The trouble is the delay. It doesn't start recording until a few seconds after it has detected motion, so in the videos it recorded for me there is either nothing visible (presumably because a car has left the frame before the camera turned on) or the back of someone as they walk out of frame.

 Zoning problem

Also, those zones don't seem to work properly. I live in a terrace, with the front door exactly five feet from the street, so I've set the Ring so it only detects motion to a maximum distance of five feet.

Nevertheless, I get notified every time a car passes down the street (which is sort of fair enough because they're only six or seven feet, or about two metres, away), and whenever someone walks down my street, even when they're about 15 or 20 feet (four to six metres) away at the time the Ring triggers.

If you happen to have the Ring app open on your phone, the motion detection trigger will also open up a live stream showing you what's going on outside, except that every time it does it for me, it comes up with a black screen with no video.

Oh, and there's one other thing.

Because the Ring is in some sort of deep-sleep mode where it's not attached to your Wi-Fi until it's been woken up by motion or by someone pressing the doorbell, you can't use it as a webcam on demand.

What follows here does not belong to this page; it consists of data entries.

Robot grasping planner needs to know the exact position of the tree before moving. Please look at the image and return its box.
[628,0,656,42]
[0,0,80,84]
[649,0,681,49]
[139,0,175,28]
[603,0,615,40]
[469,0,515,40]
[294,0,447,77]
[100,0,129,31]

I'm going to have to turn the motion detection off – the constant "soothing" wind chimes are driving me crazy – but I'd still like to be able to use the camera to look out on my street whenever I hear anything dodgy going on out there. Or fun. But I can't.

Still, even with all those problems, it's nifty. The chimes almost always work immediately, so if nothing else it's a $299 doorbell that can sometimes be used for other things. Internet of Things things.

I'm still waiting for the evangelicals to come, so I can ignore them. I wish they would hurry up.